Body dysmorphic disorder (BDD) is a serious illness in which a person is excessively concerned with their appearance, or minor or imaginary physical flaws in the body. Most of us are concerned about our appearance at times or are dissatisfied with some aspect of our appearance, but these concerns rarely affect our daily lives, such as whether we go to work or school. People with BDD constantly check their appearance in the mirror, try to conceal their perceived flaws, or worry about it for at least an hour a day, and this worry interferes with their life in some way. Women with BDD may be concerned about any aspect of their body, such as acne or another skin problem, a scar, or the size and shape of their breasts.
Among the symptoms of BDD are:
Being preoccupied with minor or imaginary physical flaws that are usually invisible to others
Having a strong conviction that you have a flaw in your appearance that causes you to be ugly or deformed
Having a lot of anxiety and stress about the perceived flaw, and devoting a lot of time to it
Picking at skin all the time
Checking your appearance in the mirror and grooming yourself excessively
Keeping the perceived flaw hidden
Constantly comparing your appearance to others to the point where it becomes your primary focus or concern
Constantly seeking reassurance from others about your appearance and not believing them when they pass a compliment to you
Getting cosmetic surgery done but being dissatisfied with the results
People with BDD may struggle for some time before coming forward and seeking help to avoid appearing vain or not being taken seriously by their healthcare provider. Even so, they frequently disclose their concerns to a healthcare professional other than a psychiatrist or other mental health provider, such as a dermatologist, reconstructive surgeon, or dentist.
People with BDD frequently fear judgement from others, even when their level of distress is so severe that it has a negative impact on their quality of life and relationships.
The following criteria must be met in order to be clinically diagnosed with BDD:
Obsession with appearance. Not only must the individual be preoccupied with one or more perceived flaws, but it is also critical to note that the focus of their attention is on a minor flaw, something barely visible or noticed by others, or something non-existent. To be considered "preoccupied" with the perceived flaw, the individual would have obsessive thoughts about their flaws for hours on end.
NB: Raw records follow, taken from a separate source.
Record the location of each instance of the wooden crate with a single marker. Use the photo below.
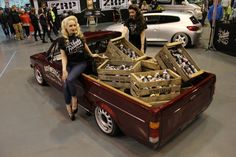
(149, 65)
(117, 78)
(114, 53)
(167, 89)
(166, 60)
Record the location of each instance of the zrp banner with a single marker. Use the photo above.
(110, 4)
(73, 5)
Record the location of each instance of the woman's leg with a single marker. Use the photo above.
(67, 96)
(72, 77)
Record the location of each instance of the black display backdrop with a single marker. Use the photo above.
(225, 38)
(106, 15)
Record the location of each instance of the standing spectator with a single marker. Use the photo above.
(10, 23)
(25, 19)
(219, 13)
(4, 23)
(144, 7)
(204, 8)
(14, 15)
(44, 24)
(136, 25)
(74, 53)
(35, 23)
(154, 4)
(64, 15)
(225, 4)
(52, 21)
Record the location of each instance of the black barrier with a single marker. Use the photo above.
(225, 38)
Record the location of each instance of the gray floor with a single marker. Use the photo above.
(33, 119)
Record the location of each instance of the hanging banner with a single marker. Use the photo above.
(67, 5)
(111, 4)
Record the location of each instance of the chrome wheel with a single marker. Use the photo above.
(181, 37)
(104, 120)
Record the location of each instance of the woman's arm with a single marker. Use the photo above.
(64, 65)
(143, 36)
(125, 31)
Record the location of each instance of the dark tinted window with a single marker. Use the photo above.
(194, 20)
(152, 19)
(169, 19)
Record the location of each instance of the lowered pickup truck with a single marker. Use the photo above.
(116, 110)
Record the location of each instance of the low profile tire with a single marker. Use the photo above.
(39, 76)
(181, 37)
(105, 122)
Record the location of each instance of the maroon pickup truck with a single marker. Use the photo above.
(117, 110)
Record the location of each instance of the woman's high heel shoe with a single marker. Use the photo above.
(72, 116)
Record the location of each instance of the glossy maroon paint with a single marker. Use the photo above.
(132, 116)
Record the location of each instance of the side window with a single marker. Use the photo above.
(56, 53)
(178, 2)
(169, 19)
(152, 19)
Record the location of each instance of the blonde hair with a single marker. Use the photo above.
(64, 25)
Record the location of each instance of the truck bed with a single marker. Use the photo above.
(133, 115)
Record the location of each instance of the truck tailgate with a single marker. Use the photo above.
(176, 114)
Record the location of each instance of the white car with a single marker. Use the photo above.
(169, 26)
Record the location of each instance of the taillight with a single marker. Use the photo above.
(154, 132)
(193, 28)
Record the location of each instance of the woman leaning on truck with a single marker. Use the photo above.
(75, 53)
(136, 26)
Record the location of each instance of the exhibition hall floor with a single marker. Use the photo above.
(34, 122)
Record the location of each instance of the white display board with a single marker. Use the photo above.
(110, 4)
(73, 5)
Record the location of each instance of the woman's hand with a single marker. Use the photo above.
(64, 75)
(98, 56)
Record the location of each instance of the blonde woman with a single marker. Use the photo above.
(75, 53)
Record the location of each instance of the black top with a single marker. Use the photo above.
(135, 30)
(14, 15)
(34, 19)
(74, 49)
(3, 19)
(43, 20)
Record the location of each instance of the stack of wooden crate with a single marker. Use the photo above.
(117, 78)
(115, 53)
(156, 90)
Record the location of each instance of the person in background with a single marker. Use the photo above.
(226, 4)
(136, 25)
(14, 15)
(10, 23)
(35, 23)
(52, 21)
(75, 53)
(4, 23)
(145, 7)
(44, 24)
(204, 9)
(25, 20)
(219, 13)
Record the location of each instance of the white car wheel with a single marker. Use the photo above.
(181, 37)
(38, 76)
(105, 122)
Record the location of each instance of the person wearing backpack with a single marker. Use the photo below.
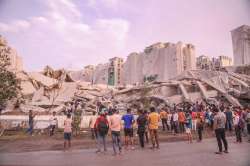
(200, 125)
(128, 129)
(102, 128)
(115, 128)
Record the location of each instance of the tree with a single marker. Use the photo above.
(9, 84)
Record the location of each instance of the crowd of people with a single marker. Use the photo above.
(185, 118)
Repetitive behaviour: To "fix" the perceived flaw, the person must engage in repetitive behaviour. The repetitive behaviours are displayed in an attempt to conceal, fix, or respond to the obsessive thought's focus. For example, someone may excessively look in the mirror, pick at their skin, change their clothes, reapply makeup, or seek reassurance from others.
The obsessive thoughts and repetitive behaviours must be clinically significant. In other words, the person's distress must be severe enough to significantly impair their quality of life. These thoughts and behaviours must have a significant impact on a person's social life, occupation (school or work), and other important areas of their life.
Body dysmorphic disorder is easily misdiagnosed; so, a thorough diagnostic assessment by a properly trained clinician is essential to avoid misdiagnosis.
Now put on your thinking hats and think about the following questions for a couple of minutes.
How would you explain the term “body dysmorphic disorder” to your students?
Can you think of some factors that may contribute to body dysmorphic disorder?
Write down your thoughts and discuss them with your students, children, and your colleagues. Listen to their views and compare them with your own. As you listen to others, note how similar or different your views are to others’.